O seminário da FEE em Irvington-on-the-Hudson abordou questões éticas e a importância de lutar por um mundo mais livre dentro de uma sociedade global na qual os direitos individuais são constantemente restringidos. Os professores eram muito próximos e acessíveis aos estudantes, proporcionando inúmeras discussões sobre os mais diversos assuntos e um aprendizado único com excelentes economistas que se dedicam à compreensão da realidade pautando-se em bases de liberdade, responsabilidade e justiça. Por meio de uma abordagem bastante acadêmica, temas como monopólios, intervenção estatal nos mais diversos níveis (como no caso da mudança climática) e preceitos basilares da escola austríaca estiveram na agenda do seminário, sendo analisados por meio de palestras e de grupos para discussão entre os alunos.

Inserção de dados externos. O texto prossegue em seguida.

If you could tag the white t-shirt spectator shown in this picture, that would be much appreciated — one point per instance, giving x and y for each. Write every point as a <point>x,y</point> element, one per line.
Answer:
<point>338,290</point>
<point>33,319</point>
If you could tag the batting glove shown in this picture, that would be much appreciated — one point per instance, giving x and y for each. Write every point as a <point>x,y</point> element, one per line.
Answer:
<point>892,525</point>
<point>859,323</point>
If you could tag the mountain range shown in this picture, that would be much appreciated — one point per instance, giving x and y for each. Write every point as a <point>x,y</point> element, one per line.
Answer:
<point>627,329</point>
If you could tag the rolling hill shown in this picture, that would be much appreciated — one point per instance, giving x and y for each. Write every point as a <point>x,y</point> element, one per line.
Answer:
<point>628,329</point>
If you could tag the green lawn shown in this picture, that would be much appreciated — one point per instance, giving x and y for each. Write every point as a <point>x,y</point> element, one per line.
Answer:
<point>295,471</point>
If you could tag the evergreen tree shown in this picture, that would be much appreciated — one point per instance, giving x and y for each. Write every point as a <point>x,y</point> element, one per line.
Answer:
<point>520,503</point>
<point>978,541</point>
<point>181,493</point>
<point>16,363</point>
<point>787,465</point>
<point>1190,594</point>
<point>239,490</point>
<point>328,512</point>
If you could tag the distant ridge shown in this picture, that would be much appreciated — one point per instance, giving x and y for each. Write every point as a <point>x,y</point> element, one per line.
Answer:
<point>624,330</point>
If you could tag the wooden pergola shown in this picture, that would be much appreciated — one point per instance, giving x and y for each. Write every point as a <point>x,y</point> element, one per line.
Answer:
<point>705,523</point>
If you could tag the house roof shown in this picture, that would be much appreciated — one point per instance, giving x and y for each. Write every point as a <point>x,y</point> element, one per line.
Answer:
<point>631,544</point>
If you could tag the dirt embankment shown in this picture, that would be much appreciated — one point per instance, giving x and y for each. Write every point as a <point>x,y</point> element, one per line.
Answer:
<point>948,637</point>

A casa que a FEE se localiza é linda, seu cunho histórico é encantador e o ambiente aconchegante proporciona um aprendizado profundo e inspira muitas reflexões. Os participantes eram do mundo inteiro, e eu tive a chance de compreender melhor a dinâmica política e econômica que permeia os contextos de diversos países. Vale destacar que o hotel e as refeições eram ótimos, a equipe organizadora era muito educada e o apoio de todos da fundação para o sucesso do seminário o tornou um evento inesquecível.

 

Em San Diego, a abordagem dos assuntos durante o seminário promovido pelo Cato University trouxe um novo espaço de entendimento da crise financeira internacional. Seu foco não se deu tanto nos aspectos acadêmicos, como ocorrera na FEE, mas no pensar de um planeta no qual as regulamentações estatais se ampliam gradativamente, salientando seu impacto na esfera relacional de cada pessoa na sua vida particular, dentro de sua comunidade local e de sua sociedade com o restante do mundo. Temas relativos à história dos Estados Unidos e à análise das políticas públicas empregadas nas diversas nações foram analisados na reflexão de como a intervenção excessiva do governo distorce a lógica de mercado, desvalorizando preceitos de eficiência do processo produtivo e cria obstáculos para as relações comerciais tanto domésticas quanto internacionais. Os palestrantes eram professores muito qualificados, que mostraram abordagens inovadoras no entendimento dos problemas globais da atualidade. Um aspecto interessante foi o fato de que o Cato Institute apresentou a todos os estudantes bolsistas as oportunidades de trabalho dentro da instituição, e articulou uma noite na qual os acadêmicos compartilharam suas trajetórias pessoal e profissional, apontando os caminhos para a construção de uma vida ética e bem sucedida. Os organizadores do seminário eram extremamente pontuais, cuidadosos e prestativos. A infra-estrutura do evento foi sensacional. O hotel era maravilhoso, as refeições ótimas, as confraternizações nos finais de tarde eram um momento privilegiado para fazer novas amizades e discutir sobre os assuntos abordados na extensa agenda do seminário. Tal conjunto permitiu uma atmosfera impecável para aprender e discutir com empresários, estudantes e professores de todos os lugares do planeta soluções para a crise financeira e caminhos para fomentar a liberdade nas suas mais distintas perspectivas.

 

Aprendi muito nessas suas semanas, fiz novos amigos, conheci a realidade econômica, política e social de diversos lugares do mundo e agradeço, mais uma vez, pela oportunidade de ter representado o Brasil nos dois eventos, que certamente suscitaram transformações e geraram novas idéias que serão propagadas não somente por mim, mas por todos os estudantes que lá estavam e que visam à uma sociedade mais próspera e livre.